You cannot see what I see
This is my burden
My smile stolen by the beast
The one who demolishes my peace
No hope for me
No escape from this torment
The screams haunt me in the only shelter I know
The darkness there will always captivate me
Do not speak of what you may see
The beast scornful laugh
It bleeds into me
His hands covered in blood
The blood is dry
Welcome to my dream
He doesn’t yet know you are here
The ill beast eyes are burning black
His forbidden voice tells me I am dead
I smell him
His horrid breath smells of death
I cannot save me
The agony he brings
My heart begs to be torn out
I built a place for you to run
To save you from all the lives here
The beast has done this so many times before
It is my blood the covers his hands
How sacred he whispers in my ears
Each time you are mine
He sighs, close to me
I control your world
It happens again
You make it easy for me
Welcome to my world
Before you get lost
You don’t want to meet the beast that follows me
I don’t want to be haunted by the past
By your harmful words and actions
Although you see no wrong
You expect forgiveness all the same
I should just let everything go
We are family, we share the same blood
I wouldn’t take a bullet for a friend who has done me this way
Why should I allow you another chance to aim?
I am wired to forgive
But that wire has caught fire
I lit the match
You sparked the flame
The past is the past
I should just let it go
Your words and actions today
All sound the same
I am left in a seemingly endless cycle
Not stuck between wrong and right
More should I try to fix this?
It’s impossible when you see no wrong
Leaving me to take the blame
Most days I know I should walk away
Twenty eight years is a long time spent full of doubt and questions
I know all the answers
But my mind is still full of shame
I’m left here alone pacing and anxious
I can’t understand why I fight myself day after day
I shouldn’t care about this pointless pain
Where does your darkness live?
Do you hide it out of fear?
Is it out there for all to see?
Is it the cry of a child that makes you smile?
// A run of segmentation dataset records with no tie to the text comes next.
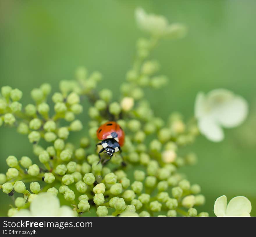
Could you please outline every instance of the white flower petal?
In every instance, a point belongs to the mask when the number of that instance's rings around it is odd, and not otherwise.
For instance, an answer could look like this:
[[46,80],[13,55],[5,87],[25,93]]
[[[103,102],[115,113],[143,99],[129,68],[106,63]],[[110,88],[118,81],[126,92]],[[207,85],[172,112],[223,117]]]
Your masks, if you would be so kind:
[[75,212],[67,206],[63,206],[58,210],[58,216],[75,216]]
[[225,195],[218,198],[214,203],[213,211],[216,216],[225,216],[227,207],[227,197]]
[[16,212],[13,216],[32,216],[31,213],[27,209],[21,209]]
[[30,211],[33,216],[57,216],[60,201],[49,193],[42,193],[30,204]]
[[248,198],[243,196],[235,197],[230,201],[226,214],[229,216],[240,216],[252,210],[252,205]]
[[205,101],[204,94],[201,92],[198,92],[195,103],[195,116],[197,118],[200,118],[205,114]]
[[200,119],[198,126],[201,133],[212,142],[220,142],[224,138],[222,129],[209,116]]

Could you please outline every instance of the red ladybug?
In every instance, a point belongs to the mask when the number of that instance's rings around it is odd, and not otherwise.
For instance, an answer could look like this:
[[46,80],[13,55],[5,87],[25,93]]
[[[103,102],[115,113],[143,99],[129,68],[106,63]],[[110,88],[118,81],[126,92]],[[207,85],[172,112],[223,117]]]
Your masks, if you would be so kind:
[[117,123],[110,121],[100,126],[97,132],[98,139],[103,140],[96,144],[96,146],[101,145],[103,147],[99,153],[99,162],[101,160],[100,154],[104,151],[104,153],[110,157],[104,162],[105,163],[111,159],[115,152],[119,151],[122,151],[120,147],[122,146],[125,142],[125,132]]

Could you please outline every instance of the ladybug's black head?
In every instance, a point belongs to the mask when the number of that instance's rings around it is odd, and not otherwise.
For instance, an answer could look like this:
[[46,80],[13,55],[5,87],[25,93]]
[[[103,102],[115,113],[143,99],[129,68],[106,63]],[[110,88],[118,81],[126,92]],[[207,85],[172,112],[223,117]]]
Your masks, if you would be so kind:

The pain of another that gets you off?
Where does this darkness come from?
Are we born with it?
Or is it created?
Molded together by our day to day lives in our most impressionable years?
Or does it come swooping into our lives?
From somewhere far away?
Unexpected like a daring thief working in the daylight
Did it steal your life away?
So fast that you couldn’t stop to give it a name
Maybe you embraced it as if it was always there
Tell everyone you never felt the slightest change
Does everyone know your darkness?
Can anyone see your true face?
Or is it hidden behind a veil of fake smiles
Deceivingly contagious laughter
Do you even know it’s there?
Or does your mind tell you it’s ok?
Nothing is wrong with the actions you make
Did you tell yourself every kid should bring a gun to school?
The innocent woman deserved what she got?
That child deserved to be murdered, he was unplanned anyway
You need other people’s possesions more than they do
They worked to buy it now your work to steal it
Is that fair trade?
Is your darkness the face of fears?
Does your birth given name bring others pain?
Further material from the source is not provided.